Mitchell began to address the issue by mentoring and leading Black and brown youth into theatre through TGI, specifically assisting through a gap year, students through the process of college applications, prescreens and auditions.
Students interested in joining TGI must apply through their website at theatregap.org. Applications close on May 17.
Upon acceptance students will meet weekdays from 8 a.m.-2:30 p.m. for classroom, dance and theater instruction. They’ll attend the National Unified Auditions where they will audition for undergraduate programs.
Now with a constant busy schedule and a non-profit organization to fund, Mitchell has one goal.
“I want to franchise TGI and continue to inspire and get more Black and brown youth to participate in theater,” he said. “There’s no reason why there shouldn’t be a TGI Boston or TGI Houston. I would love to franchise and use this model in other places.
“The other thing is theater and musical theater aren't the only places that are lacking in diversity.
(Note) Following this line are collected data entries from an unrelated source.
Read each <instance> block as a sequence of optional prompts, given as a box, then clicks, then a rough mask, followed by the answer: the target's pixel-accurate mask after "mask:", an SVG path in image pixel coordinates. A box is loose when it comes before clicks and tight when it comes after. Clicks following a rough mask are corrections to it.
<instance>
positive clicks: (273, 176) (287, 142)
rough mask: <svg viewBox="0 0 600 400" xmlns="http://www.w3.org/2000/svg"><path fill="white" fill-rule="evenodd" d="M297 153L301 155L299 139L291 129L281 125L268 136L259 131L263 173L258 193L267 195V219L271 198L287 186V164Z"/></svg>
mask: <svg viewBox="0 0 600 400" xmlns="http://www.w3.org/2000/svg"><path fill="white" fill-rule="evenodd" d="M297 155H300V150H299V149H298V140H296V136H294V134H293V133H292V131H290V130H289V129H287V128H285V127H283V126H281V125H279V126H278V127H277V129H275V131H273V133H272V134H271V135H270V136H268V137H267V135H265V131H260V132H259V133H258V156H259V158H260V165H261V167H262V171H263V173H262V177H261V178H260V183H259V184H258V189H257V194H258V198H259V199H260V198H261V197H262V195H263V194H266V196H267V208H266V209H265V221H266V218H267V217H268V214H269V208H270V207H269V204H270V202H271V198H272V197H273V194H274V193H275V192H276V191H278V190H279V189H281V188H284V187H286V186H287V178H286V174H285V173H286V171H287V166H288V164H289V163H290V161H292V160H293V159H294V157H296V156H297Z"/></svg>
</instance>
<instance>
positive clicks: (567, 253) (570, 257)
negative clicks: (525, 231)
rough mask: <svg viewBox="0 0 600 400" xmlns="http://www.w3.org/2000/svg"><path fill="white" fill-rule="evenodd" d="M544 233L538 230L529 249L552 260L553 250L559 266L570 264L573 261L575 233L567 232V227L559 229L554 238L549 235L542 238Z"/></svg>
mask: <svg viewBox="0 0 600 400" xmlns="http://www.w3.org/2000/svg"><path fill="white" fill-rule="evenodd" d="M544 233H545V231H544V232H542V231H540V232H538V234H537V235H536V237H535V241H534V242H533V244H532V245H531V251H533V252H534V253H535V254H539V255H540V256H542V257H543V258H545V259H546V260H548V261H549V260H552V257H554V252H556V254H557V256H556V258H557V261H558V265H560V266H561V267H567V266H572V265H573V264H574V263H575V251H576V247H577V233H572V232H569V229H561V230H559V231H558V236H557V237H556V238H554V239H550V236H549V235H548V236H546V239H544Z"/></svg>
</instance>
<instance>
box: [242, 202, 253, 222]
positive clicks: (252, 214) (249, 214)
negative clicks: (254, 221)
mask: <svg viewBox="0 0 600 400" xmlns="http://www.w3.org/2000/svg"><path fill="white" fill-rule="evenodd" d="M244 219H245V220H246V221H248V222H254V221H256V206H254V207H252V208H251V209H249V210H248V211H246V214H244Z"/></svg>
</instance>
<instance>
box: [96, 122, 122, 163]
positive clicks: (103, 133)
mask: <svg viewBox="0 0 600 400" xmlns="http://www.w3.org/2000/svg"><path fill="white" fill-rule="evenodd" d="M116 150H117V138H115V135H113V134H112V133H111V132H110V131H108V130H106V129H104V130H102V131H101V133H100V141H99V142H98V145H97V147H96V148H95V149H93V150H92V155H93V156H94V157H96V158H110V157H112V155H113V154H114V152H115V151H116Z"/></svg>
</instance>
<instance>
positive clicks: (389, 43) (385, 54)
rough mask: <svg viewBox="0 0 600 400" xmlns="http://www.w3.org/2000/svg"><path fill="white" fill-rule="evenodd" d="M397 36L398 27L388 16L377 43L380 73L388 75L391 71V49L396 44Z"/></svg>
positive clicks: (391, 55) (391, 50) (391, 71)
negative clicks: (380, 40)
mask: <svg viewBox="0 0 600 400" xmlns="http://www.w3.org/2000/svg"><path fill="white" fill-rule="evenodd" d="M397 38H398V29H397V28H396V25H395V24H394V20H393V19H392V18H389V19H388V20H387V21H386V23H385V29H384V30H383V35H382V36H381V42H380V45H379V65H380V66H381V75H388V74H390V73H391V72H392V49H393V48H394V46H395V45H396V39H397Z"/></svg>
If I'm looking at gap initiatives that happen for vocal music or opera, because there are actually Black kids that like classical music.”
Aside from his work at TGI, Mitchell has continued to direct and produce, most recently leading two casts in the production of “Annie,” which closed Oct. 23 at Children’s Theatre of Charlotte.
“It really is also important if I'm trying to shape young artists and encourage people to become artists, that I remain somewhat of a working artist myself,” said Mitchell.

Though not interested in directing the play at first, Mitchell approached the classic story of Annie with a twist, bringing a diverse cast and giving the play a realistic touch.
“At first, I was like, I don't want to direct that show, but then I took a step back and I actually was like, ‘I don't want to do Annie in the way that I've always seen it done,’” he said.
“My thoughts were from the perspective of a little black girl. The richest man in America taking her in and saying, ‘I want you to be my daughter’ doesn't feel real.”
Mitchell reframed the show as a comic book, while taking it out of the realistic world to where anything and anybody can exist. His mission was to create realistic life scenarios while catering it into the fantasy of a child.
“It's more real because it’s not real, if you will,” he said.
Mitchell has not only directed shows but was also once an actor and singer himself before starting his career in education in the mid 1990s.
“When I went to college — University of North Carolina at Wilmington — I said I wanted to become a theater teacher,” he said. “My school didn’t offer a degree in theater, so I kind of followed the model of my own high school theatre teacher, which was I got my degree in English, and I still worked a lot with the theater department.”
In 2001, Mitchell moved to Charlotte and taught theatre at Northwest for 20 years, where he accomplished several things, including directing the first high school production of “The Color Purple.” When asked if he missed teaching, his response was one of a true seasoned educator.
“I still teach,” he said. “In TGI we have a dozen teaching artists who come in and work with these young people and every so often I get to get in there and I mix it up with the kids too.
“It's like when you think about where your impact is, can you have a wide-ranging impact that maybe doesn't go particularly deep, but I have a select few kids that we can go really deep with the impact, and so it's still teaching.”